Small number of participants may limit generalizability.
Nephrotic syndrome and PD are associated with higher plasma PCSK9 concentration, which can contribute to elevation of LDL levels by promoting LDLR deficiency.

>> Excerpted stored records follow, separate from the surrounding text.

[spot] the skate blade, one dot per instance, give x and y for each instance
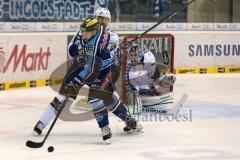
(136, 131)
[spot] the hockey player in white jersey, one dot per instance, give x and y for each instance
(144, 72)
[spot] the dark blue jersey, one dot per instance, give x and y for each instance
(97, 54)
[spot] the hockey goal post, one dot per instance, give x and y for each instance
(161, 45)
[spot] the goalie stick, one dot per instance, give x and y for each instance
(162, 20)
(32, 144)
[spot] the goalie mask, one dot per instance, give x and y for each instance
(134, 52)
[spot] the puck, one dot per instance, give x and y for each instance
(50, 149)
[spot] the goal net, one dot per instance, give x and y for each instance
(161, 45)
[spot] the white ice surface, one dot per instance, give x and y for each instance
(213, 133)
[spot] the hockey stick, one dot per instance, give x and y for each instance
(32, 144)
(162, 20)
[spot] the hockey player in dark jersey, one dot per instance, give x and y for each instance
(91, 47)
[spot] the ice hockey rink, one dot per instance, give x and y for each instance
(213, 132)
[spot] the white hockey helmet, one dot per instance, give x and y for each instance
(102, 12)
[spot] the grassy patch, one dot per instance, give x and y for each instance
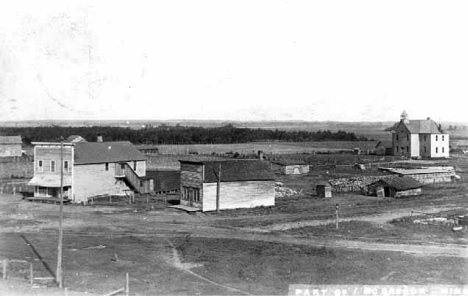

肾病综合征和接受腹膜透析(PD)治疗的肾衰竭患者的血清总胆固醇和低密度脂蛋白(LDL)水平升高,分别表现为尿液和腹膜透析液中大量蛋白质丢失。肾病综合征中的高胆固醇血症与 LDL 受体(LDLR)的获得性缺乏有关,并且在很大程度上是由于 LDLR 的缺乏引起的。由于 PCSK9(脯氨酸内切酶枯草溶菌素/柯萨奇蛋白酶 9)可促进 LDLR 的降解,因此我们检验了这样一种假设,即肾病综合征和 PD 患者的 LDL 胆固醇水平升高可能是由于 PCSK9 水平升高所致。
横断面研究。
肾病综合征患者或接受 PD 或血液透析治疗的患者以及年龄和性别匹配的健康韩国人(每组 15 人)。
组和血清总胆固醇及 LDL 胆固醇水平。
空腹血清 PCSK9、脂质和白蛋白浓度以及尿蛋白排泄量。
肾病综合征患者(317.9±104.2[SD]和 205.9±91.1mg/dL)和 PD 患者(200.0±27.6 和 126.7±18.5mg/dL)的血清总胆固醇和 LDL 胆固醇水平明显高于血液透析患者(140.9±22.9 和 79.1±19.5mg/dL)和对照组(166.5±26.5 和 95.9±25.2mg/dL)(P<0.05)。这与肾病综合征患者(15.13±4.99ng/mL)和 PD 患者(13.30±1.40ng/mL)的血浆 PCSK9 水平明显高于对照组(9.19±0.60ng/mL)和血液透析组(7.30±0.50ng/mL)(P<0.05)相关。研究人群中,血浆 PCSK9 水平与总胆固醇和 LDL 胆固醇浓度呈直接相关(r=0.559[P<0.001]和 r=0.497[P<0.001])。
参与者人数少可能会限制其普遍性。
肾病综合征和 PD 与较高的血浆 PCSK9 浓度相关,这可能通过促进 LDLR 缺乏来升高 LDL 水平。